Kip McDaniel

Medal record

Representing Canada

Men's Rowing

World Rowing Championships

= Kristopher McDaniel =

Canadian rower

Kristopher "Kip" McDaniel (born January 27, 1982, in Cobble Hill, British Columbia) is an American-Canadian media executive and former rower.

McDaniel attended high school at Shawnigan Lake School on Vancouver Island. After high school he went on to get a Bachelor of Arts degree in government from Harvard. He attended Cambridge University, where he rowed in the 2006 and 2007 Oxford and Cambridge Boat Races, at stroke oar in 2006. He was a two-time national champion at Harvard (in the stroke seat); while there, he also rowed for USA at the Lucerne World Cup in 2004. From 2005 until 2008, he was a member of the Canadian National Team, winning bronze medals at the 2005 and 2007 World Championships.

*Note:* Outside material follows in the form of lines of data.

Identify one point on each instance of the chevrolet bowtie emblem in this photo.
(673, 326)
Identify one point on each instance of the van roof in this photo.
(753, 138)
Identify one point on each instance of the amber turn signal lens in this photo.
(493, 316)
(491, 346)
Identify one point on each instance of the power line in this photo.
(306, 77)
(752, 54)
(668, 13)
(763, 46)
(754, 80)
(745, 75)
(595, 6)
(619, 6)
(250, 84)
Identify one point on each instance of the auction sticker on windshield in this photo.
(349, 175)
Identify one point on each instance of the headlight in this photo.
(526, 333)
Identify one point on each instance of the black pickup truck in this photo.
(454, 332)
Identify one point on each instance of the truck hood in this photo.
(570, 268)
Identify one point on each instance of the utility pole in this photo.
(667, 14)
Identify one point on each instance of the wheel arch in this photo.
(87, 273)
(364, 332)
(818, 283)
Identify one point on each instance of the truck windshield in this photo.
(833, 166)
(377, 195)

After retiring from competitive rowing in 2008, McDaniel became the editor-in-chief of aiCIO, a financial publication based in New York City. After leaving aiCIO in 2016, McDaniel became the editor-in-chief of Institutional Investor Magazine. Since 2021, McDaniel has been President of the Americas of With Intelligence (formerly Pageant Media). He lives in Bow, New Hampshire with his family.